Article 17 of the Rome Statue of the International Criminal Court (ICC) explains complementarity thus: “The Court shall determine that a case is inadmissible where the case is being investigated or prosecuted by a state, which has jurisdiction over it, unless the state is unwilling or unable genuinely to carry out the investigation or prosecution.”
Mr Jallow, also a former Judge of the Appeals Chamber of the Special Court for Sierra Leone, and ex-prosecutor at the International Criminal Tribunal for Rwanda, said there were constant arguments over the role of the ICC in Africa, which felt hampered by the Court, as the Continent attempted to move forward with complementarity.
“It is…fitting that periodically we review the trends in complementarity and explore ways in which that fundamental principle of justice can be further strengthened.
“For the future of justice and accountability lies ultimately on the extent to which we can give concrete reality to the principle of complementarity,” he said.

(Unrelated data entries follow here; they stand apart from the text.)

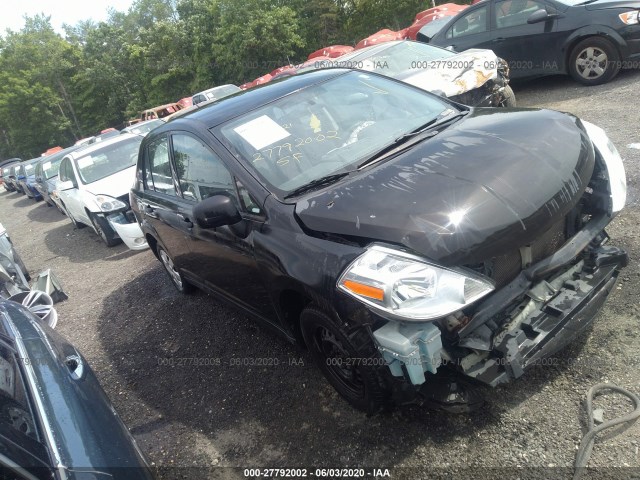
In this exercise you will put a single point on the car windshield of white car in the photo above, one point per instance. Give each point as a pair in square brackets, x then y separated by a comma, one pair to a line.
[110, 159]
[50, 169]
[327, 128]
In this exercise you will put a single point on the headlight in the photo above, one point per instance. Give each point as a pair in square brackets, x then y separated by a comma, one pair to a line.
[407, 287]
[630, 18]
[109, 204]
[613, 162]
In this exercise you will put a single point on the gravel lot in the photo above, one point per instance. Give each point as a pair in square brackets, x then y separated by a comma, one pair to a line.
[126, 318]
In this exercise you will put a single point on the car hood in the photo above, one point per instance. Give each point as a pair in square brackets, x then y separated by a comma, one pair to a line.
[492, 182]
[116, 185]
[603, 4]
[464, 71]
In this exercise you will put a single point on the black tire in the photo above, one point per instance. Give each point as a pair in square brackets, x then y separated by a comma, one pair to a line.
[104, 230]
[594, 61]
[176, 277]
[349, 361]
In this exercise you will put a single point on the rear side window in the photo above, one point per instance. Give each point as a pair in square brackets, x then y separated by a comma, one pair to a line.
[470, 24]
[201, 173]
[158, 174]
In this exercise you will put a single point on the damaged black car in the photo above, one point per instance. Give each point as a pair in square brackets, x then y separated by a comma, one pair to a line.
[403, 238]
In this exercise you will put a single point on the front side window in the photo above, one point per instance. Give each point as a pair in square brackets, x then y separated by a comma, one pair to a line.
[327, 128]
[158, 175]
[108, 160]
[470, 24]
[514, 13]
[200, 172]
[67, 173]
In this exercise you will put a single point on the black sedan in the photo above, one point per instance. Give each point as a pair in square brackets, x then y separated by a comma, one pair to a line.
[591, 40]
[404, 239]
[55, 420]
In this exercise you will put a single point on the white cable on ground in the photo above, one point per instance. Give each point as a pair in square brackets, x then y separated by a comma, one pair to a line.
[586, 445]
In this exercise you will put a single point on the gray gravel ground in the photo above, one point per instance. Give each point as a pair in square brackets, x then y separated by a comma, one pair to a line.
[126, 318]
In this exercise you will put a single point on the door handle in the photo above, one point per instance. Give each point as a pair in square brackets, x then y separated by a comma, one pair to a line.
[75, 365]
[186, 220]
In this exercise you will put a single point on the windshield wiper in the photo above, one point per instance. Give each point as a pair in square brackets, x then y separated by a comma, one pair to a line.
[318, 182]
[401, 143]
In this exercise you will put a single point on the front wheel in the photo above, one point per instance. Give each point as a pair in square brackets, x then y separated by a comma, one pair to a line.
[176, 277]
[104, 230]
[594, 61]
[352, 371]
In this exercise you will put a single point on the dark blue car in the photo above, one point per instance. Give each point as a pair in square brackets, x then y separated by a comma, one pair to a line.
[6, 172]
[56, 422]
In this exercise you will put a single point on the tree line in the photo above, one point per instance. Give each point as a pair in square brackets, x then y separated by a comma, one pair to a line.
[55, 89]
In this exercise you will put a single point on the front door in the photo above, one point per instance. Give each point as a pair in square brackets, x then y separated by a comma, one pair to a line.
[221, 258]
[161, 206]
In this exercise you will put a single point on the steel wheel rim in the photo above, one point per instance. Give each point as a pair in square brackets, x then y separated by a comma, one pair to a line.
[335, 356]
[591, 63]
[171, 270]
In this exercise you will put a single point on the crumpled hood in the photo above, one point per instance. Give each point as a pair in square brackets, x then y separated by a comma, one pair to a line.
[115, 185]
[465, 71]
[492, 182]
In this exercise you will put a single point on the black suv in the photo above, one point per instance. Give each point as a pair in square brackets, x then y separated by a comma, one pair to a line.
[405, 239]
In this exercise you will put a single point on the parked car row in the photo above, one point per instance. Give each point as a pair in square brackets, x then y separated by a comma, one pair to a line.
[56, 421]
[413, 244]
[89, 183]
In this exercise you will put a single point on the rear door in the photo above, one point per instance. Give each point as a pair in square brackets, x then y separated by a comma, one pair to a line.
[161, 207]
[71, 198]
[221, 258]
[529, 49]
[471, 30]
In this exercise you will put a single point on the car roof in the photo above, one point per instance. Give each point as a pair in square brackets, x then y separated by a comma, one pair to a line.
[100, 145]
[59, 155]
[9, 161]
[215, 89]
[220, 111]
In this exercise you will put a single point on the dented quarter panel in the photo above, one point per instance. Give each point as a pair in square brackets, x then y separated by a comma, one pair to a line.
[503, 176]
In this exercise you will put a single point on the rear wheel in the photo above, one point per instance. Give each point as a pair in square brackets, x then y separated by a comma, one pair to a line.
[349, 361]
[176, 277]
[104, 230]
[594, 61]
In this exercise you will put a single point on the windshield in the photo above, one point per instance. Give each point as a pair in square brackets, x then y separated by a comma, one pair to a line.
[327, 128]
[50, 168]
[110, 159]
[395, 59]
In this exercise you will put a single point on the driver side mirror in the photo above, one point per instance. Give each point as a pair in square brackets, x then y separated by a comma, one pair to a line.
[216, 211]
[540, 16]
[66, 185]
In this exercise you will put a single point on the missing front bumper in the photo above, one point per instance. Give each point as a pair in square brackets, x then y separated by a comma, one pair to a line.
[527, 324]
[128, 231]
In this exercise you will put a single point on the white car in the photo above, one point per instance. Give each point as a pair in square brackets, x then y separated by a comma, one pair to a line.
[94, 189]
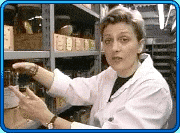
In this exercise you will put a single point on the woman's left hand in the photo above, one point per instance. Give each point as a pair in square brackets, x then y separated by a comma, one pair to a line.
[31, 106]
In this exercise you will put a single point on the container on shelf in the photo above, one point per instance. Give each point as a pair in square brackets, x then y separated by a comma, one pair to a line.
[8, 38]
[10, 99]
[28, 34]
[92, 46]
[86, 44]
[79, 44]
[60, 42]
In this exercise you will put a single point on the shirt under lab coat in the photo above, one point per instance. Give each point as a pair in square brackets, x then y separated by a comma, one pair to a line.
[143, 102]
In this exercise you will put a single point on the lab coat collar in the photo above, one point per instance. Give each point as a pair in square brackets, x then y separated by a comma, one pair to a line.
[146, 65]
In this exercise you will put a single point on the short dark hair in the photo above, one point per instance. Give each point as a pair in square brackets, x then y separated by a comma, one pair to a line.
[123, 14]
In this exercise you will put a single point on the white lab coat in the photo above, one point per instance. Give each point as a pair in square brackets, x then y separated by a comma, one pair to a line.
[143, 102]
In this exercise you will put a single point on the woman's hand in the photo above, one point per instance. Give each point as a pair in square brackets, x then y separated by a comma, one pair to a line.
[26, 68]
[32, 107]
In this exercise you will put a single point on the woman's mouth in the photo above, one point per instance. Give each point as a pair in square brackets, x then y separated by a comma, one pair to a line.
[116, 58]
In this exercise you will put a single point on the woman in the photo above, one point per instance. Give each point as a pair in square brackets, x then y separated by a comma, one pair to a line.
[141, 100]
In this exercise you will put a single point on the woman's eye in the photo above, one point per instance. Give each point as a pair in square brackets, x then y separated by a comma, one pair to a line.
[124, 40]
[107, 41]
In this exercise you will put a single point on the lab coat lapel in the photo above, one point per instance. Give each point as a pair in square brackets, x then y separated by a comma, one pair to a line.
[107, 87]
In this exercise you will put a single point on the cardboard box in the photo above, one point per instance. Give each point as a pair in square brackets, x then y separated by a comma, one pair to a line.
[92, 46]
[60, 42]
[79, 44]
[86, 44]
[8, 38]
[70, 45]
[28, 42]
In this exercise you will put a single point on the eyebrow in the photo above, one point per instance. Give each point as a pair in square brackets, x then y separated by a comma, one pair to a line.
[125, 32]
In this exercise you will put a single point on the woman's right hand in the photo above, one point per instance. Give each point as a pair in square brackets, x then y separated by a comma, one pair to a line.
[25, 68]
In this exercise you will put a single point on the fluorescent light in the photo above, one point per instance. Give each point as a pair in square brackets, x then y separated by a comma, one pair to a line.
[161, 15]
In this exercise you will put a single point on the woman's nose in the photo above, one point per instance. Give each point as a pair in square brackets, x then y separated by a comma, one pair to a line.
[116, 46]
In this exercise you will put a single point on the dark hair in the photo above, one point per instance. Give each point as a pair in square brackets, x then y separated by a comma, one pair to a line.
[123, 14]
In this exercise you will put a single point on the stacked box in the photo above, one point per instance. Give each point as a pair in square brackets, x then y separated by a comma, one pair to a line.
[86, 44]
[79, 44]
[31, 42]
[70, 46]
[60, 42]
[92, 45]
[8, 38]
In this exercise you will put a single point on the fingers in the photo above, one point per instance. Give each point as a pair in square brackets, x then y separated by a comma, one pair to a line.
[17, 92]
[19, 65]
[24, 65]
[31, 94]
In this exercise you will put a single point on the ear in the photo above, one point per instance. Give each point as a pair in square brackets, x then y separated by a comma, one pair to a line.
[141, 45]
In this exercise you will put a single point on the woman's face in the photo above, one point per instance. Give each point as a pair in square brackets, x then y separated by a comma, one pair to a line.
[121, 48]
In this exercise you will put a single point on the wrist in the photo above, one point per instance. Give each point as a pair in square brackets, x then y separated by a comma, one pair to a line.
[46, 118]
[33, 70]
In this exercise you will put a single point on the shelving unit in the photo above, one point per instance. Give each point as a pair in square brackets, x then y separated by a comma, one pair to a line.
[161, 45]
[78, 13]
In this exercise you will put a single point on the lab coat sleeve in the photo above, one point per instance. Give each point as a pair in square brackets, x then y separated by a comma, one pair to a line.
[77, 91]
[149, 108]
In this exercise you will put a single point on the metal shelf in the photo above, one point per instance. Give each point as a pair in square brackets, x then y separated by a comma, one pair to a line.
[76, 12]
[10, 55]
[75, 54]
[161, 64]
[87, 10]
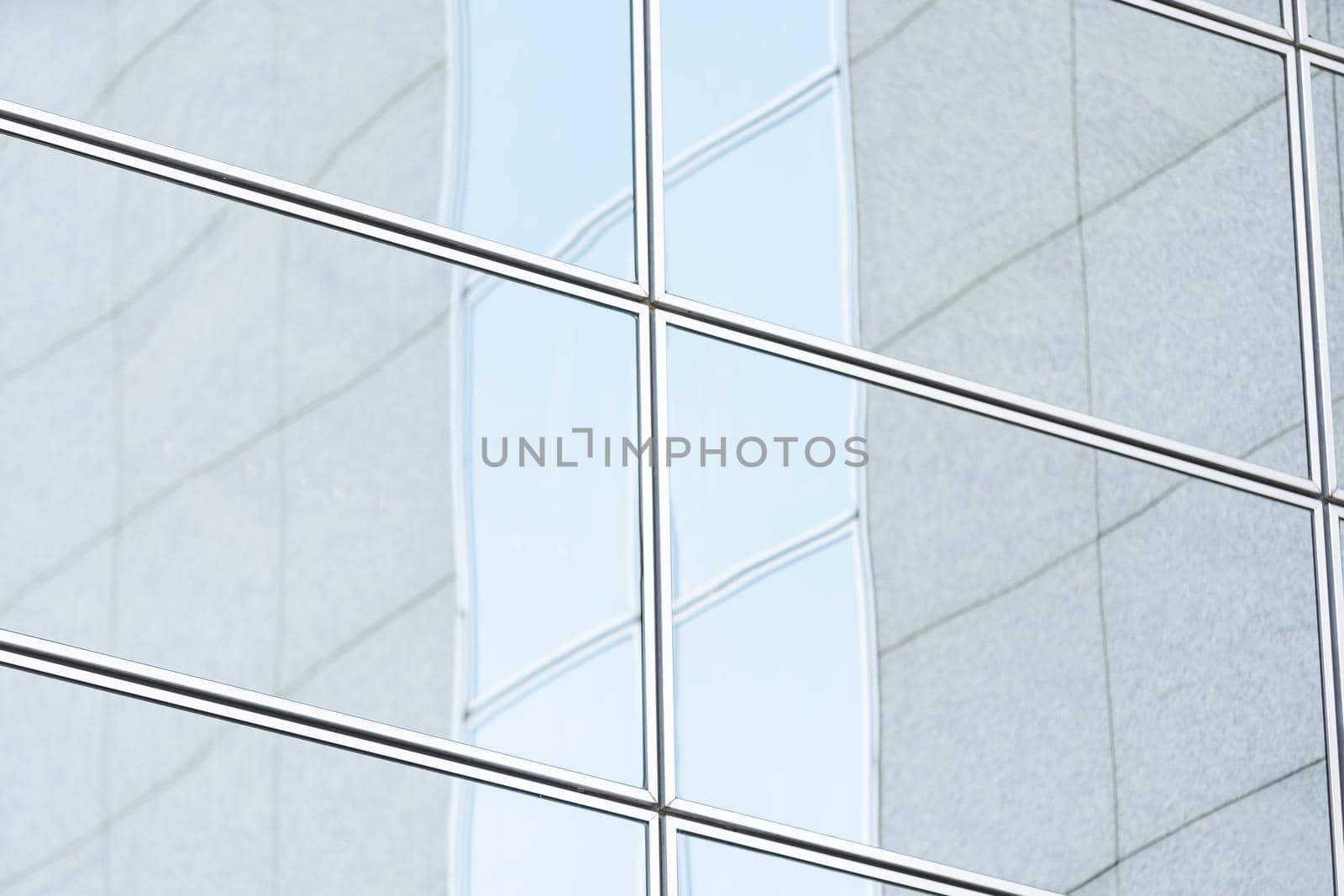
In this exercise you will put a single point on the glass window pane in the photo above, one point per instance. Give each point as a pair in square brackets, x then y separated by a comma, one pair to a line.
[249, 449]
[104, 794]
[710, 868]
[1263, 9]
[457, 113]
[1327, 97]
[985, 647]
[1326, 20]
[1008, 191]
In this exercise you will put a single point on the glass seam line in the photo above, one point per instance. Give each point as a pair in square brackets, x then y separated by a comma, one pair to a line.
[1012, 409]
[239, 705]
[273, 194]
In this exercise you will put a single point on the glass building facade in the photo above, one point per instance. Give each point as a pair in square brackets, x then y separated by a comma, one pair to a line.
[671, 448]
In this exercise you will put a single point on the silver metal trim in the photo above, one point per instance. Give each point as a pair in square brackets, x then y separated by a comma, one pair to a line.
[1220, 20]
[953, 391]
[832, 852]
[323, 726]
[312, 204]
[1307, 320]
[655, 805]
[1324, 546]
[649, 562]
[1315, 280]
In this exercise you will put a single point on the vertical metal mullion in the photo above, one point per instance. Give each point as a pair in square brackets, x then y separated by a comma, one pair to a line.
[1326, 547]
[638, 144]
[654, 519]
[1316, 379]
[652, 116]
[1303, 268]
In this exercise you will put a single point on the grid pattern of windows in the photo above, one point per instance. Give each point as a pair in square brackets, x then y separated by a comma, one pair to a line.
[882, 446]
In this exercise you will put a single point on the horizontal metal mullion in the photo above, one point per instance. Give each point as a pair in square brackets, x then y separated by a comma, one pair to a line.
[328, 210]
[320, 726]
[976, 398]
[833, 852]
[1220, 20]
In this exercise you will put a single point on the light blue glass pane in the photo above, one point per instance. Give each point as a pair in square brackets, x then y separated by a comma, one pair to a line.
[248, 448]
[102, 794]
[506, 118]
[1042, 661]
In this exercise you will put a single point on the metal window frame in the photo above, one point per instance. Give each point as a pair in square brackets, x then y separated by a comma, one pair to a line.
[656, 804]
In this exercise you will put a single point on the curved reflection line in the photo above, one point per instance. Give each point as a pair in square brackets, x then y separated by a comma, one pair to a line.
[596, 223]
[223, 728]
[155, 278]
[210, 465]
[198, 241]
[1198, 819]
[140, 55]
[1068, 553]
[402, 93]
[893, 33]
[998, 268]
[727, 139]
[526, 680]
[763, 564]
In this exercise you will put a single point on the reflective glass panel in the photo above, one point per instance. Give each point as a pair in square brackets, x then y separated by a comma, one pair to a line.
[1326, 20]
[250, 449]
[985, 647]
[104, 794]
[710, 868]
[1074, 201]
[1328, 125]
[1263, 9]
[506, 118]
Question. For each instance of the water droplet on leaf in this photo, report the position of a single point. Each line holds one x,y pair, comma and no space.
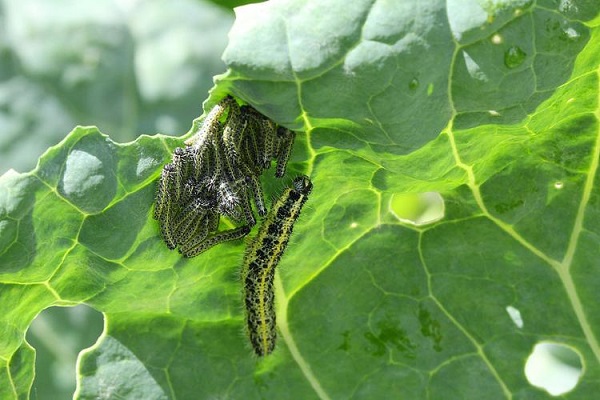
553,367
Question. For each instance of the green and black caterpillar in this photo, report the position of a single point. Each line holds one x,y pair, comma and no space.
261,259
217,173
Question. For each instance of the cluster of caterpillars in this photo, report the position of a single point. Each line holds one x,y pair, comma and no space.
218,174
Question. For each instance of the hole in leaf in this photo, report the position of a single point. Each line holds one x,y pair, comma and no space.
58,334
554,367
418,208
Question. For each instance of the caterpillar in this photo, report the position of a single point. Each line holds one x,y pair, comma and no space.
218,173
261,259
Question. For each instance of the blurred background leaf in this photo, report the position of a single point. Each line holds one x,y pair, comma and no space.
128,67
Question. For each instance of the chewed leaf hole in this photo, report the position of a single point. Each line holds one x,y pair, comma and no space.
58,334
554,367
418,208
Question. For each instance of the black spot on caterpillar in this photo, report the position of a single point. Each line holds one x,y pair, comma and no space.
261,258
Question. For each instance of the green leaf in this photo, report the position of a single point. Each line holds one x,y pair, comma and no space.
492,109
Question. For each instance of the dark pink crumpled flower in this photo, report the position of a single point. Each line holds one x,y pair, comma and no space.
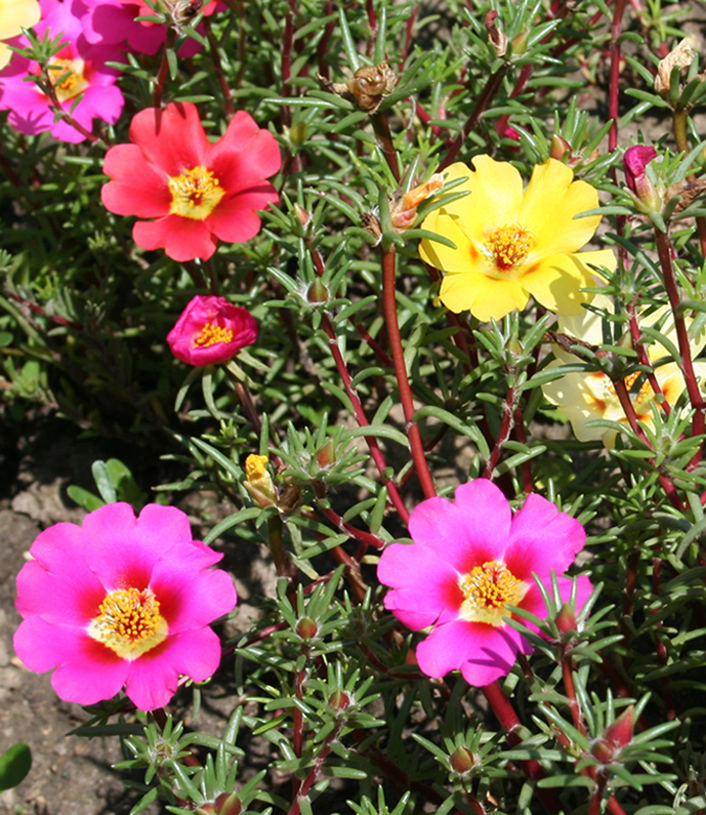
210,330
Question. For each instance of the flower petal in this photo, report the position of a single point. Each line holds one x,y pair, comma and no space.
550,204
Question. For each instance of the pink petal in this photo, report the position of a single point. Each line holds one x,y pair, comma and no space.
425,589
482,652
190,596
152,681
181,238
72,596
87,671
471,530
541,539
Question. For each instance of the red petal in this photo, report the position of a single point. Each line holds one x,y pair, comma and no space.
172,139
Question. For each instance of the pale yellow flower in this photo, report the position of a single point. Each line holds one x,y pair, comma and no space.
589,396
14,16
513,243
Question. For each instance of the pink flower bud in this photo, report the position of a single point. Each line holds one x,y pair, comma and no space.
616,736
462,760
634,163
211,329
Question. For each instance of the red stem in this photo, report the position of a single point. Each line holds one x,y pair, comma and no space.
614,92
362,419
389,262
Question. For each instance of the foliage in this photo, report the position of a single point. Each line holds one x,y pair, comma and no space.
360,381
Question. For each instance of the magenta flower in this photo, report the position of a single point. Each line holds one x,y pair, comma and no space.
211,329
121,601
635,163
87,76
471,558
113,21
197,193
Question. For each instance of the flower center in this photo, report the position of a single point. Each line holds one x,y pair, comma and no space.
508,246
488,590
604,394
195,193
129,622
71,85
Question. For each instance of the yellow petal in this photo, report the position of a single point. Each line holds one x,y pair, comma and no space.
485,297
17,14
495,199
550,203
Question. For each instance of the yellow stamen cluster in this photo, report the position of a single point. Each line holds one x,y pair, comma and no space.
129,622
73,84
195,193
488,590
210,334
509,246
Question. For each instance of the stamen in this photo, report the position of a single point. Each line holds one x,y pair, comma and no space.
509,246
129,622
210,334
195,193
488,590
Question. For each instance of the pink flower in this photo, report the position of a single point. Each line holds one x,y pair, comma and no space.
635,163
198,193
211,329
89,77
121,601
113,21
470,559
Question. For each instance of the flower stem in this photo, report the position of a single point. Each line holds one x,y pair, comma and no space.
614,93
163,69
362,419
491,88
505,714
384,137
389,262
664,251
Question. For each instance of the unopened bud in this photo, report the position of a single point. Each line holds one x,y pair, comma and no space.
317,292
259,481
566,619
326,456
403,212
462,760
679,57
298,133
616,736
560,148
634,165
303,216
339,700
497,37
519,43
370,84
228,803
307,628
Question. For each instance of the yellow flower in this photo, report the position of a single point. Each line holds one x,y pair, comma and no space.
586,397
15,15
511,243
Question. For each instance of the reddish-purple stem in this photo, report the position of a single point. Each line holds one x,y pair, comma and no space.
389,262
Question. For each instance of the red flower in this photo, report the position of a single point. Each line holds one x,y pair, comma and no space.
197,193
211,329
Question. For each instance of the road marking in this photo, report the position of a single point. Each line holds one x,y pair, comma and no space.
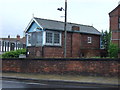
24,82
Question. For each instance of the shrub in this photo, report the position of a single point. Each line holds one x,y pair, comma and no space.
113,50
14,54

He, however, acknowledged that weak national legal systems and overburdened international tribunals had given rise to fertile territory for impunity to flourish.
In that regard, Mr Jallow said he wanted to see states “empowered – individually or collectively – to discharge their primary responsibility for the prosecution of serious crimes”.
Evelyn Ankumah, the Executive Director of AFLA, said: “In simple terms [complementarity] means that the ICC should not deal with a case if national or local criminal systems can and will deal with it.
She said international criminal justice should be pursued in the village, the province, the state or region where the crimes were committed, adding that The Hague was not the ideal place where international criminal justice should be first pursued.
“Justice should be done at home, or as close to home as possible,” she added.
Morten Kjaerum, of the Raoul Wallenberg Institute, said there were numerous setbacks to the prosecution of international crimes, which include “the tension between Africa and the Global North over prosecutions, and the lack of popular knowledge about the ICC, which makes people vulnerable to populist attacks on the Court and what it stands for”.
Mr Kjaerum said consultations like the one in Banjul were crucial to strengthening the current efforts for the promotion of human rights and the global fight against impunity.
He said the exchange of promising practices and honest deliberations about hurdles and barriers could push the Continent forward, as she explored how to optimise the use of the current human rights landscape.
The Banjul Consultation was the first of a series of two regional meetings on complementarity in Africa, with the one for East and Central Africa scheduled for July in Kampala.
Southern Africa has been excluded because the Region does not appear to have issues with complementarity.
Meanwhile, in a new report by the New York-based Human Rights Watch (HRW) looks at the extent to which the ICC can encourage domestic trials, avoiding the need for the Court to conduct its own investigations.
The report draws lessons from four case studies: Colombia, Georgia, Guinea, and the UK.
“Twenty years after the Rome Treaty, the ICC’s burgeoning caseload and limited resources underscore the need for fair and effective domestic prosecutions,” said Elizabeth Evenson, Associate International Justice Director at HRW.
She said more ICC member countries should support the prosecutor’s efforts to encourage successful local proceedings, adding that the ICC prosecutor’s office should tailor its approaches in each preliminary examination.
“But to avoid the appearance of double standards, the office needs to be clear about its activities. It also needs the financial resources to adapt its work through frequent engagement in these countries with officials and civil society.”